Fearlessness, Not War
Practicing fearlessness means that we first eliminate the poverty, terrorism, and war that rages inside of us. We eliminate our addiction to being right and fix our perception of every problem within us before we actually attempt the problem itself.
Many years ago, in their struggle to overcome their perceived scarcity, England and France attacked each other again and again. They cut down so many of their trees to build warships in order to battle each other for power and riches that, as a result, they deforested their countries, actually ending up with fewer resources for everyone. Had they recognized that they were the ones creating their feeling of scarcity, they could have found a more productive way to make sure that they had what they truly needed.
We, too, tend to overlook the price of waging a battle and instead focus on how we can get a bigger chunk of the pie. We don’t like to think of ourselves as greedy―we’re just cautious, building up a nest egg so that we will never feel insecure again. Of course, we never reach this point because looking for security in marriage, the stock market, the workplace, real estate, or anything else material never quite manages to make us feel safe.
Luminous warriors build collaborative relationships with others instead of trying to conquer them; consequently, we get much closer to finding common ground and solutions to our mutual problems. Instead of clinging to our belief that we won’t have enough or that we’ll be taken advantage of, we bravely extend trust and find win-win solutions.
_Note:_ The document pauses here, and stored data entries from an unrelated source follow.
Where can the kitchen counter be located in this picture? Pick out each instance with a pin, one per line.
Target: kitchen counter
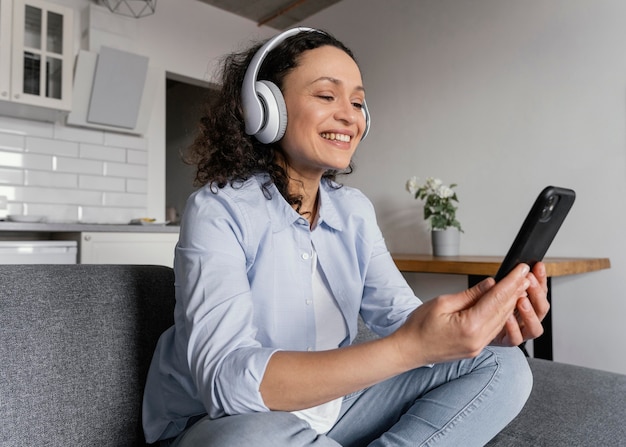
(43, 227)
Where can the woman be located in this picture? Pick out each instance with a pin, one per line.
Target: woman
(275, 263)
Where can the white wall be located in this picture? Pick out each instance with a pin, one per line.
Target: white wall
(502, 97)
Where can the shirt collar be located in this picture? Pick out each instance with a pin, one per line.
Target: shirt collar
(286, 215)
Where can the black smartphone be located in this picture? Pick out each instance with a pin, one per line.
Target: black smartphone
(539, 229)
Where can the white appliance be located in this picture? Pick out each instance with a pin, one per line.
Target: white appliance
(38, 252)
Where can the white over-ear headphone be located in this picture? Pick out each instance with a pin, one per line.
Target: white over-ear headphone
(264, 110)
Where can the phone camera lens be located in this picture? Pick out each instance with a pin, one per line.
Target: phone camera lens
(547, 210)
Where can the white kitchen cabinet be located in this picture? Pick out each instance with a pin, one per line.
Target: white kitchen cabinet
(127, 248)
(36, 55)
(6, 17)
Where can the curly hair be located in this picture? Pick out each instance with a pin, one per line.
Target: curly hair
(222, 152)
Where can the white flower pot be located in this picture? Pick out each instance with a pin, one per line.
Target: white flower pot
(446, 242)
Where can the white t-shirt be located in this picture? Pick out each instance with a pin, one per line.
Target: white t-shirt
(327, 316)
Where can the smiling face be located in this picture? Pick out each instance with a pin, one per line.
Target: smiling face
(324, 96)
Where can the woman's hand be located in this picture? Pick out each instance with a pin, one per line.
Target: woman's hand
(525, 322)
(460, 325)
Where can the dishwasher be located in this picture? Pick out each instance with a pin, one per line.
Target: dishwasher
(38, 252)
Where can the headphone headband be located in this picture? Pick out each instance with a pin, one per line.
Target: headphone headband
(264, 110)
(253, 108)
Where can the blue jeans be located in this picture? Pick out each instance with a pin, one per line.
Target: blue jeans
(466, 403)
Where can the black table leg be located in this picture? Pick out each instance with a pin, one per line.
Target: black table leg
(542, 346)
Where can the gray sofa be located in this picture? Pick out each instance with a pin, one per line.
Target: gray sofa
(76, 342)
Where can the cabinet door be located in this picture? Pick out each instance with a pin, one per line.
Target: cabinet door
(5, 48)
(42, 56)
(127, 248)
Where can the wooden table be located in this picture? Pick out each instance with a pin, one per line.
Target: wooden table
(478, 267)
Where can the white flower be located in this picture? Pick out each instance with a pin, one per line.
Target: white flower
(433, 183)
(412, 186)
(444, 192)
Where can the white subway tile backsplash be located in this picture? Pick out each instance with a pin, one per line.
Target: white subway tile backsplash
(125, 200)
(78, 165)
(26, 127)
(126, 141)
(101, 152)
(34, 195)
(78, 134)
(11, 176)
(52, 147)
(111, 214)
(100, 183)
(71, 173)
(50, 179)
(22, 160)
(138, 186)
(124, 170)
(55, 212)
(12, 142)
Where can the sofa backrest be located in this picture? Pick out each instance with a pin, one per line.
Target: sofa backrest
(75, 345)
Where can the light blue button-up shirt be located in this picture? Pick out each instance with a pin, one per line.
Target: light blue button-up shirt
(244, 291)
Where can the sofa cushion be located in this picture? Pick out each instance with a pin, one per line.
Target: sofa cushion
(75, 344)
(569, 406)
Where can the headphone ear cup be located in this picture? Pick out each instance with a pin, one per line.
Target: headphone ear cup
(275, 116)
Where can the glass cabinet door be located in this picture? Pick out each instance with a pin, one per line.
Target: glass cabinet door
(6, 16)
(42, 54)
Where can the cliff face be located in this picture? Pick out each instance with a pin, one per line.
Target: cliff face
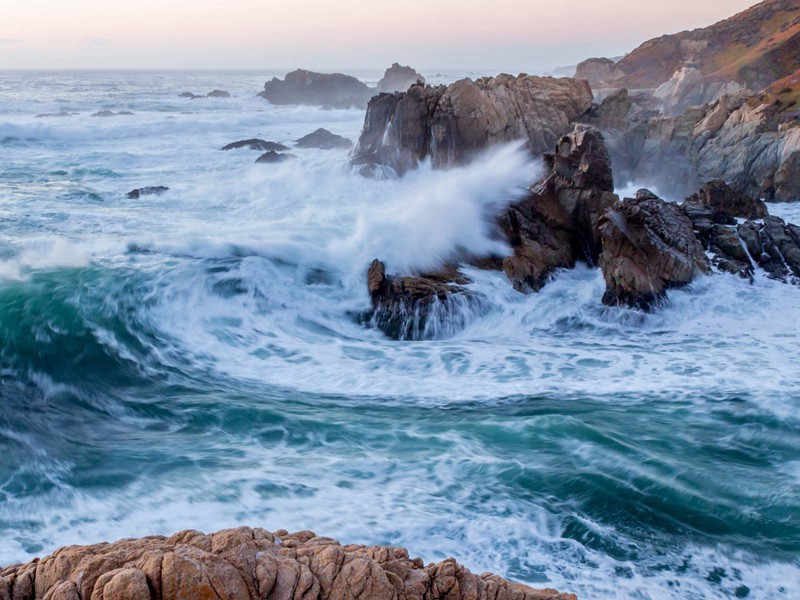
(450, 125)
(753, 48)
(250, 564)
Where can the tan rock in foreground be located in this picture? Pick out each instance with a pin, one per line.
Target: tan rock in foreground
(244, 564)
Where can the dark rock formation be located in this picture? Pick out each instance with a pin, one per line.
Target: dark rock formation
(550, 229)
(256, 144)
(599, 72)
(109, 113)
(333, 90)
(398, 78)
(250, 564)
(556, 225)
(147, 191)
(649, 246)
(272, 157)
(324, 140)
(753, 48)
(453, 124)
(52, 115)
(420, 306)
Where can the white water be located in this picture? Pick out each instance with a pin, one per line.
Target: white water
(271, 405)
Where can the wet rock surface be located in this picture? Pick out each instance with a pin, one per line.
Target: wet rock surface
(256, 144)
(333, 90)
(323, 140)
(453, 124)
(398, 78)
(147, 191)
(649, 247)
(250, 564)
(272, 157)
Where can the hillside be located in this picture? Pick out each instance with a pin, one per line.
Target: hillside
(755, 48)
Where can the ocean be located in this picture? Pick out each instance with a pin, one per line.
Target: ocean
(199, 359)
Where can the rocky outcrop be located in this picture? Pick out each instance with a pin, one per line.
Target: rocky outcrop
(550, 229)
(147, 191)
(256, 144)
(452, 124)
(599, 72)
(331, 90)
(250, 564)
(750, 141)
(398, 78)
(271, 157)
(111, 113)
(688, 87)
(324, 140)
(649, 247)
(761, 242)
(426, 305)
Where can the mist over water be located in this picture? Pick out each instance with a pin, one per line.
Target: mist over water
(196, 360)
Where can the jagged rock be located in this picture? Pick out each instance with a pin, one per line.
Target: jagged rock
(250, 564)
(52, 115)
(324, 140)
(147, 191)
(398, 78)
(599, 72)
(272, 157)
(648, 247)
(317, 89)
(109, 113)
(452, 124)
(256, 144)
(718, 198)
(420, 306)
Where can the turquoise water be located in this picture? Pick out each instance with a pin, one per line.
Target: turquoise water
(196, 360)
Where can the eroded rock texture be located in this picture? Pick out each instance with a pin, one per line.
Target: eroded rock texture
(452, 124)
(649, 247)
(250, 564)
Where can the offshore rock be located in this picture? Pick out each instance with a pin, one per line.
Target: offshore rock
(256, 144)
(250, 564)
(398, 78)
(649, 247)
(333, 90)
(147, 191)
(452, 124)
(420, 306)
(272, 157)
(324, 140)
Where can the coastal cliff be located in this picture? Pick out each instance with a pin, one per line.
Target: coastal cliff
(250, 564)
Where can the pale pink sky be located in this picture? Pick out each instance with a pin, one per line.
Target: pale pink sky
(514, 35)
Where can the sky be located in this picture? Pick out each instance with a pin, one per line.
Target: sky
(490, 35)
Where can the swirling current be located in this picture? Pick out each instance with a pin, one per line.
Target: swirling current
(196, 360)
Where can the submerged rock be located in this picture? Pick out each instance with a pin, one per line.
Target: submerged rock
(147, 191)
(398, 78)
(452, 124)
(649, 247)
(249, 563)
(317, 89)
(256, 144)
(419, 306)
(324, 140)
(272, 157)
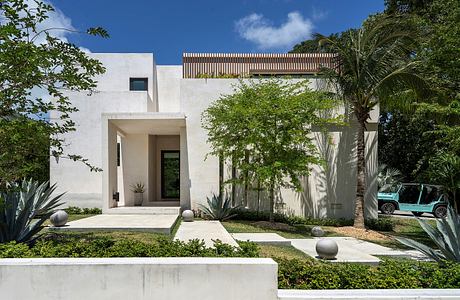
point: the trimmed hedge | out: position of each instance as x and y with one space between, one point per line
87 246
390 274
74 210
380 224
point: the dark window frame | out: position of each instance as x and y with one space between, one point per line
133 79
118 154
163 196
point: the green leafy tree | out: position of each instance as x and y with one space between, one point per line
26 65
265 127
438 52
25 147
403 143
373 66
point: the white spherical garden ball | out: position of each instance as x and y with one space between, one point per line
187 215
59 218
317 231
327 248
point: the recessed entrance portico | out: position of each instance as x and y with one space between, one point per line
145 148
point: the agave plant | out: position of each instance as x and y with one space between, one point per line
388 177
219 208
24 208
446 236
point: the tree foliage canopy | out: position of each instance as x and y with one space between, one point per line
29 68
265 128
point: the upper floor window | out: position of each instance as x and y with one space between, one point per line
138 84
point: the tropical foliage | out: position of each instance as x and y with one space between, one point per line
24 208
36 72
264 128
374 66
446 236
219 208
388 177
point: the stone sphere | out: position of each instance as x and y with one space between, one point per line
327 248
59 218
317 231
187 215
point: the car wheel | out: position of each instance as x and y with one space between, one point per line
440 211
388 208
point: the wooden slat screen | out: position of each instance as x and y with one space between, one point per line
245 64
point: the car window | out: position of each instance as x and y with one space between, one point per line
389 189
409 194
430 194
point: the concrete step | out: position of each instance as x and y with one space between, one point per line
144 210
387 294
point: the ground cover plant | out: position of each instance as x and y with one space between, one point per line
390 274
296 269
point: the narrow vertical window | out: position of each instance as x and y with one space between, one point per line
221 176
118 154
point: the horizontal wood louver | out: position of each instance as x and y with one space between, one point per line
196 65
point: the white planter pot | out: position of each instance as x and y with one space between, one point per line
138 199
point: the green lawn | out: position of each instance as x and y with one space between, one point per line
290 232
71 218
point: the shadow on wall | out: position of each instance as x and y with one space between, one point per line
326 192
329 191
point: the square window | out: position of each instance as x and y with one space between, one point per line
138 84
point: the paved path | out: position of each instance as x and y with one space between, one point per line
408 215
150 223
350 249
209 231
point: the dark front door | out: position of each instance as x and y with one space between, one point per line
170 174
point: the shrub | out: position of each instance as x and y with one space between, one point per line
390 274
24 208
97 246
13 249
74 210
380 224
219 208
446 236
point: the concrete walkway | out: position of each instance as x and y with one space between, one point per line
149 223
350 249
209 231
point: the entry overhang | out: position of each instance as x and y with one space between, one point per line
147 122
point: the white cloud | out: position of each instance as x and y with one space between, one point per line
260 31
56 19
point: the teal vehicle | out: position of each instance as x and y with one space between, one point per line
414 197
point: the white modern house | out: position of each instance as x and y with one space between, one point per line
143 125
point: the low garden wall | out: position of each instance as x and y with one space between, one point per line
138 278
191 278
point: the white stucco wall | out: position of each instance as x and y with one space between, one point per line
139 278
83 188
327 192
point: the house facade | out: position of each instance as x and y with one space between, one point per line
143 125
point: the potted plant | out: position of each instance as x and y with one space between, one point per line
138 190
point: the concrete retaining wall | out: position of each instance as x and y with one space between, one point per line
138 278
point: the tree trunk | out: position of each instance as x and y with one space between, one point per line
361 176
272 201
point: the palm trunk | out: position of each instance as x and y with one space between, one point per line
361 179
272 201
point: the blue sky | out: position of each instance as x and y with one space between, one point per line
168 28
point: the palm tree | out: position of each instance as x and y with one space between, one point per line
375 63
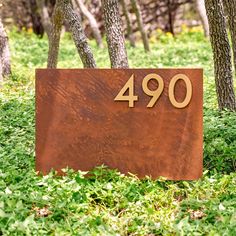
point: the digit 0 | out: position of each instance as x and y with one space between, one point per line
188 91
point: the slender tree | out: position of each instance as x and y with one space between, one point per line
55 35
230 8
203 17
80 40
128 24
137 10
114 35
92 21
5 65
221 54
46 21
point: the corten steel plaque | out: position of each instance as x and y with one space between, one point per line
143 121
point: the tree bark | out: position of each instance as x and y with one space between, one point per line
5 65
43 10
114 35
55 35
35 18
221 54
203 17
92 22
136 8
74 22
230 8
128 24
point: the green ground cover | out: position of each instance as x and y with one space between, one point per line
109 203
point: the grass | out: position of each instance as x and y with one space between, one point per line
109 203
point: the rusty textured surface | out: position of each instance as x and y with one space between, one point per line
79 125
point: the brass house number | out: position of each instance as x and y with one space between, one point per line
155 94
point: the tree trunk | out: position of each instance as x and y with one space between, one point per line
136 8
55 35
74 22
230 8
5 65
43 10
92 22
35 18
128 23
203 17
114 35
221 54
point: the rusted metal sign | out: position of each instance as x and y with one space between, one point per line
143 121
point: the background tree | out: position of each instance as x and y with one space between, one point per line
128 24
92 22
203 17
45 18
114 35
5 65
75 27
221 54
55 35
137 11
64 10
230 8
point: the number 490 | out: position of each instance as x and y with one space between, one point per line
155 94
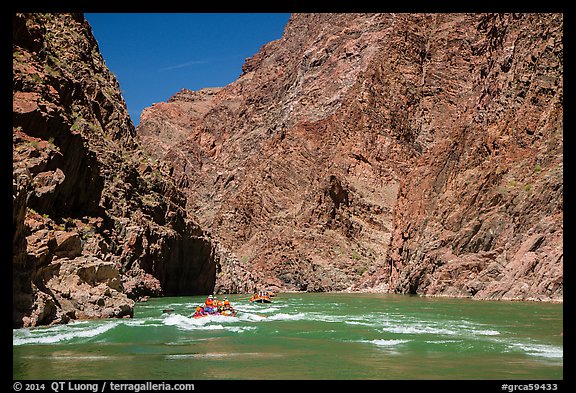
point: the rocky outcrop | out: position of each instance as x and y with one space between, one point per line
481 213
97 223
417 153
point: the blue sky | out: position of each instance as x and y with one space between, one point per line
156 55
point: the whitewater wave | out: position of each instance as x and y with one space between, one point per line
60 333
386 343
539 350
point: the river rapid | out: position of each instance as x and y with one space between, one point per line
304 336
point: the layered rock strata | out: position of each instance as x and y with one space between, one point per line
412 153
97 223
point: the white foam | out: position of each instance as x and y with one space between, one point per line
540 350
386 343
53 335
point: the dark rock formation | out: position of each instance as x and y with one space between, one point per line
417 153
97 223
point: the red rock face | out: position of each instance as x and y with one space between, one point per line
409 153
97 224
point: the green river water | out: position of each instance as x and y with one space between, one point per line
304 336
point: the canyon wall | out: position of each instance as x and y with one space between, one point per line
410 153
97 223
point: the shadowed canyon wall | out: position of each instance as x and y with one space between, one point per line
97 223
405 153
411 153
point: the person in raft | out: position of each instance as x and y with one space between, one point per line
210 305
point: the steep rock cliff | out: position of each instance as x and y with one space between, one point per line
451 122
97 223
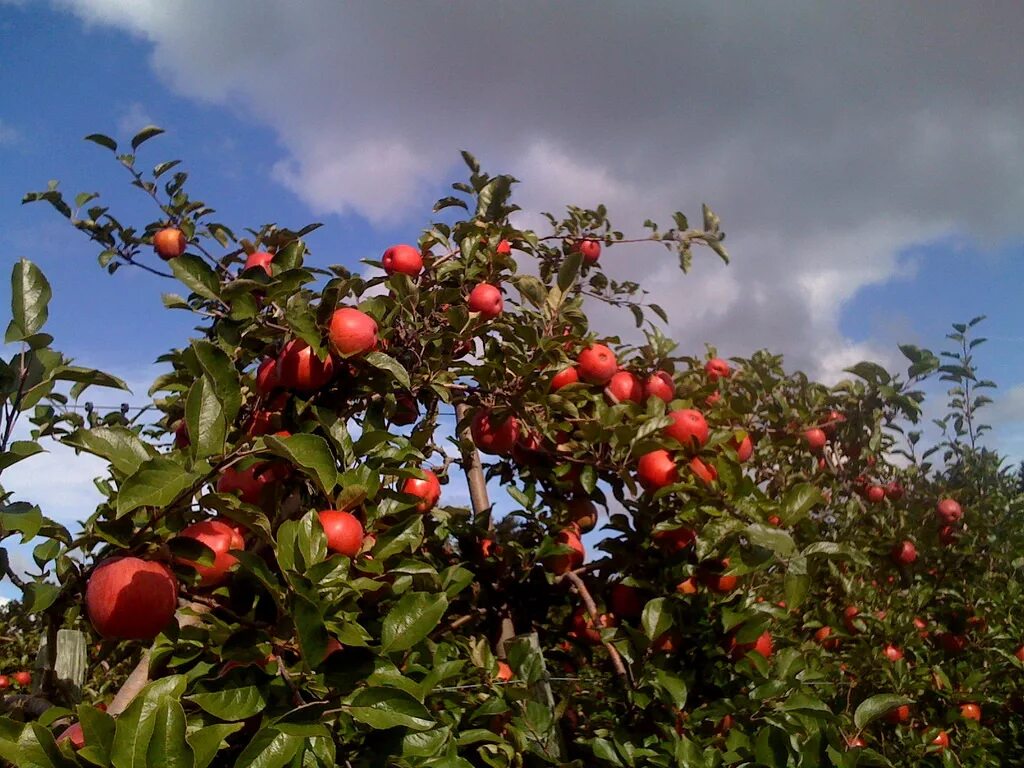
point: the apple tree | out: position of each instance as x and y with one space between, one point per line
785 576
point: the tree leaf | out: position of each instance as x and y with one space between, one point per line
411 620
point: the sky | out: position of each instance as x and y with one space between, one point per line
866 160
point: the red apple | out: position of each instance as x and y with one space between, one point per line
688 427
596 365
493 436
486 300
402 259
259 260
717 369
571 560
656 469
948 512
351 332
299 368
659 384
131 599
904 553
815 439
563 378
220 538
169 243
428 491
625 386
344 531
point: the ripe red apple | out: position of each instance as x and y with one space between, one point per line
824 638
659 384
402 259
299 368
626 601
904 553
486 300
220 538
351 332
815 439
674 540
571 560
625 386
688 427
428 489
259 260
898 715
591 250
656 469
948 512
74 734
892 653
23 678
596 365
706 472
563 378
131 599
875 494
717 369
493 436
971 712
584 628
344 531
169 243
583 512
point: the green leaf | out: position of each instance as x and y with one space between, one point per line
411 620
168 748
386 363
875 707
311 454
144 135
389 708
157 482
195 272
206 741
232 704
30 294
119 445
269 749
656 619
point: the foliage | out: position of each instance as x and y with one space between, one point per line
308 657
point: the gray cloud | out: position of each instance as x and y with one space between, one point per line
828 137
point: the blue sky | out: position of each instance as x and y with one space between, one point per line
871 193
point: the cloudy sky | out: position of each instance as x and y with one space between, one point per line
866 160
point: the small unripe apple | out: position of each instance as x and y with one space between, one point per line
427 489
494 436
563 378
299 368
717 369
351 332
169 243
948 512
344 531
656 469
571 560
660 385
259 260
402 259
625 386
220 538
131 599
688 427
486 300
596 365
815 439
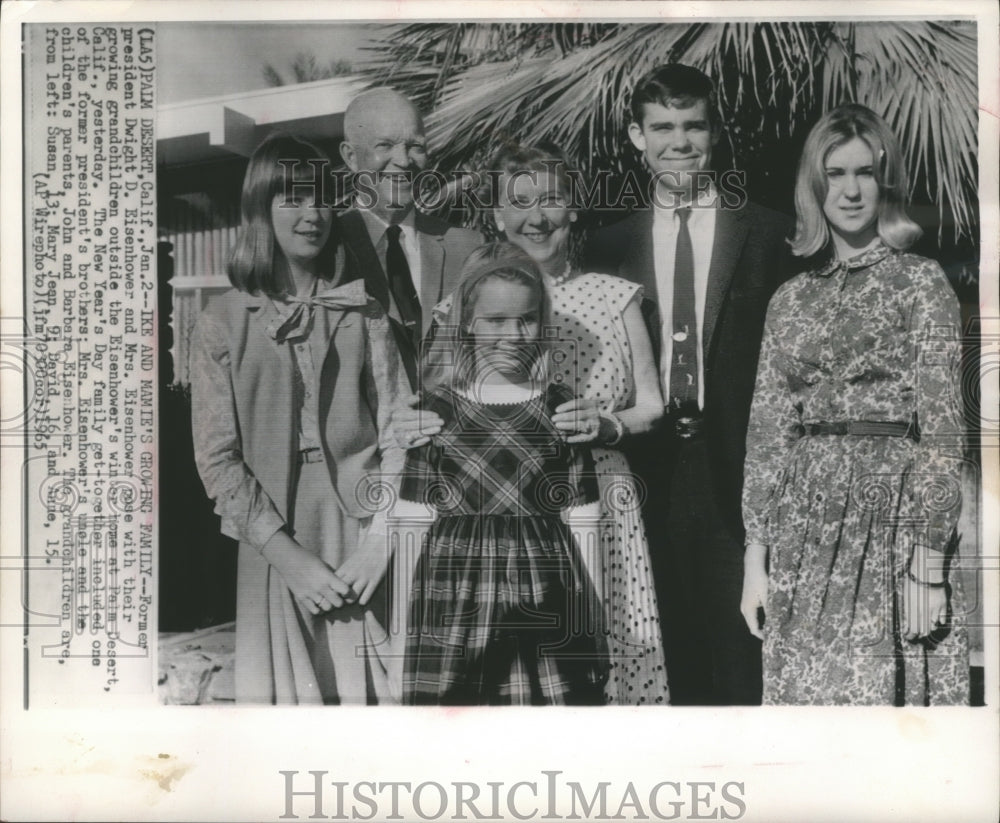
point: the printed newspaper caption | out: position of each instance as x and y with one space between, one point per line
90 346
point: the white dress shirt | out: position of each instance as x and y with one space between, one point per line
408 240
701 226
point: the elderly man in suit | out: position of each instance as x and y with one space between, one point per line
709 262
409 260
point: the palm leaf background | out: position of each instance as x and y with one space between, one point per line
567 84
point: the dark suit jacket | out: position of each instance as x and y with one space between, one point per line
443 250
750 259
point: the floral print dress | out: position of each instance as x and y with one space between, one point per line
873 338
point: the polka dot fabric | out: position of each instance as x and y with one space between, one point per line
592 357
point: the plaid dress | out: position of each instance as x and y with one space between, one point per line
502 609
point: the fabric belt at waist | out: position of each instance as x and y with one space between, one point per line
313 455
863 428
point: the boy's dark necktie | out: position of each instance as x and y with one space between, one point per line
684 359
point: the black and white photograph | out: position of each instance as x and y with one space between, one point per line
430 411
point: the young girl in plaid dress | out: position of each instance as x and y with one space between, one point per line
502 608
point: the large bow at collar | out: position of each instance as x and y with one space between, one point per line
297 322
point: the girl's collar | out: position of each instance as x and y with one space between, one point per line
875 254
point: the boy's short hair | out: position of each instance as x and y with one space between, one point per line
674 85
This seems naive, of course, and part of us says that real life doesn’t work this way. But the most successful organisms in nature are the result of collaborations. Even the human body is the product of a dozen organs and many different kinds of tissues working together.
We no longer have to buy into the false evidence that we have enemies we must continually battle and subdue. It’s this mentality that leads us to get into shouting matches with the driver who takes “our” parking space, or to insist that our partner deliberately didn’t unload the dishwasher in order to drive us crazy. Now we don’t have to extend total trust to every person we come across or deny the danger of letting criminals run loose in the world-but we also don’t have to walk through life with a sword drawn, ready to vanquish the accidentally inconsiderate.
As luminous warriors, we open our eyes so that we can see in others the capacity for peace, even if they aren’t expressing it. Some psychologists would say that we project our dark side (our shadows) onto others, creating adversaries in order to avoid looking into our own unhealed selves. Yet making others wrong distracts us from the power we have to eliminate our own potential for being bullies and prevents us from accessing our creative, healing energy/which we can use to dream a better world.
When we practice fearlessness, we don’t have to create enemies or obsess about “bad guys” in order to feel reassured that we’re always righteous victims. It may seem strange that we would talk ourselves into feeling weak, but this works very well for us psychologically. If we see ourselves as victims, we excuse ourselves from any further sacrifices.
When we perceive at the level of serpent or jaguar instead of hummingbird, we focus on our adversaries and all their crimes against us, thus forgetting to ask the powerful question, What’s the opportunity for creating abundance and healing here? At hummingbird, we try to find creative ways to negotiate with the people we disagree with, and we don’t ignore our common ground because we become stuck in the belief that we’re the good guys.